Le premier concerne l’enquête administrative ordonnée en septembre 2020 par le garde des sceaux contre trois magistrats du Parquet national financier (PNF) qui avaient fait éplucher ses relevés téléphoniques détaillés (fadettes) quand il était encore une star des prétoires. Le PNF cherchait alors à débusquer une taupe ayant pu informer Nicolas Sarkozy et son conseil Thierry Herzog – un ami de M. Dupond-Moretti – qu’ils étaient sur écoute dans l’affaire de corruption dite « Paul Bismuth », pseudonyme utilisé par l’ancien chef d’Etat pour utiliser une ligne téléphonique distincte de celle à son nom.
Vilipendant ce qu’il avait qualifié de « méthodes de barbouzes » du parquet anticorruption, M. Dupond-Moretti avait déposé une plainte, avant de la retirer au soir de sa nomination comme garde des sceaux, le 6 juillet 2020.
Dans le second dossier, il est reproché au ministre d’avoir diligenté des poursuites administratives contre un ancien juge d’instruction détaché à Monaco, Edouard Levrault, qui avait mis en examen un de ses ex-clients et dont M. Dupond-Moretti avait critiqué les méthodes de « cow-boy » après que ce magistrat avait pris la parole dans un reportage.
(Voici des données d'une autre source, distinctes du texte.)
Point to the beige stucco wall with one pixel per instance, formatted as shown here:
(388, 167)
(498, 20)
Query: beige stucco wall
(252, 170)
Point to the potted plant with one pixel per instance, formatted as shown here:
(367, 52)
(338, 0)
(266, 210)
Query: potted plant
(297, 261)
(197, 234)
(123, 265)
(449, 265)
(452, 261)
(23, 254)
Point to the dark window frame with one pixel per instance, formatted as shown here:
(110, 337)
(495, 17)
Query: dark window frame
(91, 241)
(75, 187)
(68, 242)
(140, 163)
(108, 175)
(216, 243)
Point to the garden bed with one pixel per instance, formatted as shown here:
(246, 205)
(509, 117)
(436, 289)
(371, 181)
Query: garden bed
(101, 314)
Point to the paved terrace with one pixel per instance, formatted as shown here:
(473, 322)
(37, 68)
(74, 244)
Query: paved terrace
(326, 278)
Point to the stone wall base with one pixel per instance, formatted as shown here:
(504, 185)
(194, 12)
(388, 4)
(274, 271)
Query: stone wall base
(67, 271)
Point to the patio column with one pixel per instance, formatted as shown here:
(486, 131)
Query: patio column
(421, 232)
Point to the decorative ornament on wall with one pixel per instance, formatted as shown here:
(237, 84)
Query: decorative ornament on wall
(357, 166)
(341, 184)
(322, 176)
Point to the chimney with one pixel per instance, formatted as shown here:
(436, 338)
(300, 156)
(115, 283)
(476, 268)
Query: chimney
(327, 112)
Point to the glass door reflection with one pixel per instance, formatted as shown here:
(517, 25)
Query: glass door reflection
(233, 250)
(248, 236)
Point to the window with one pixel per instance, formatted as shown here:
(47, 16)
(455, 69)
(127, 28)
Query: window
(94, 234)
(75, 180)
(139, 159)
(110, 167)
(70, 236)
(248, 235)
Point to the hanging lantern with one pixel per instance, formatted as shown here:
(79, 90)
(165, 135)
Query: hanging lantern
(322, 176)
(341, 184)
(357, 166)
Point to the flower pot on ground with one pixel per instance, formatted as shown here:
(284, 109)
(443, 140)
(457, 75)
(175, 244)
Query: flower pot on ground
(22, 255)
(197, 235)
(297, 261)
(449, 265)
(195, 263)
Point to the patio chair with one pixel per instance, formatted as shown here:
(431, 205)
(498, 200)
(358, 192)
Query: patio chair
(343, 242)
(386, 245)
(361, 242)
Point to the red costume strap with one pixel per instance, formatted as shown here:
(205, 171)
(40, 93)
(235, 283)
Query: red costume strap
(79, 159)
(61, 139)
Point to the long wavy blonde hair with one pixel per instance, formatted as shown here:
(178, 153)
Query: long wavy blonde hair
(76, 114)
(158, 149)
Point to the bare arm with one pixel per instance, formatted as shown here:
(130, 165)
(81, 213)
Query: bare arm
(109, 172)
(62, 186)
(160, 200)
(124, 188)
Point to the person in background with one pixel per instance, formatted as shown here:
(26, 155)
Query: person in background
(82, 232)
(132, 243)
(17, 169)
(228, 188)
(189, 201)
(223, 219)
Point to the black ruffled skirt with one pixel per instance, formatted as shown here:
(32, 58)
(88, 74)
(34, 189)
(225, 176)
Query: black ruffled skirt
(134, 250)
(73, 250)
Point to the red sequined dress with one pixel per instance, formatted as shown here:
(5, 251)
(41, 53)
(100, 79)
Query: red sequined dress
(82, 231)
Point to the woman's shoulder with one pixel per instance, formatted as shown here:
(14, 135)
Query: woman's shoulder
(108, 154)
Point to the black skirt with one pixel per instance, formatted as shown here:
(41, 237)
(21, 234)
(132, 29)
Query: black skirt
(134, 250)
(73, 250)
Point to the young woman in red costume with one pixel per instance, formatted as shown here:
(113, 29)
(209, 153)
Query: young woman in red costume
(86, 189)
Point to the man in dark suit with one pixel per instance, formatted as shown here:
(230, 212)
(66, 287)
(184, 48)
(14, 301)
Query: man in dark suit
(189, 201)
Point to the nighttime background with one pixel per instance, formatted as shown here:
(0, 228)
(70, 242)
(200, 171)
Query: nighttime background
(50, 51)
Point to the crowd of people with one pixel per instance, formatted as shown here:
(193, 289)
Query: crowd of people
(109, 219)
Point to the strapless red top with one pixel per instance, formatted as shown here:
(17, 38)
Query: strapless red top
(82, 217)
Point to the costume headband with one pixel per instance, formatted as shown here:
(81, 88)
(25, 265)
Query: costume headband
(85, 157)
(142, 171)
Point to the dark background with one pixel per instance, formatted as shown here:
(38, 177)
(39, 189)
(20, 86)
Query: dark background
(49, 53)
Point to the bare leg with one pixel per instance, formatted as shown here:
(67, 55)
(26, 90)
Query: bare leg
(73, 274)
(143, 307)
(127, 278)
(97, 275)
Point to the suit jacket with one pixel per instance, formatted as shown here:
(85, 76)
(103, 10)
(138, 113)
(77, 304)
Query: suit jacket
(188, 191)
Dupond-Moretti s’est toujours défendu de toute prise illégale d’intérêts, arguant qu’il n’avait fait que « suivre les recommandations »de son administration. Les potentiels conflits d’intérêts du nouveau garde des sceaux avaient cependant conduit à l’écarter du suivi de ses anciennes affaires, passé sous le contrôle de Matignon à la fin d’octobre 2020.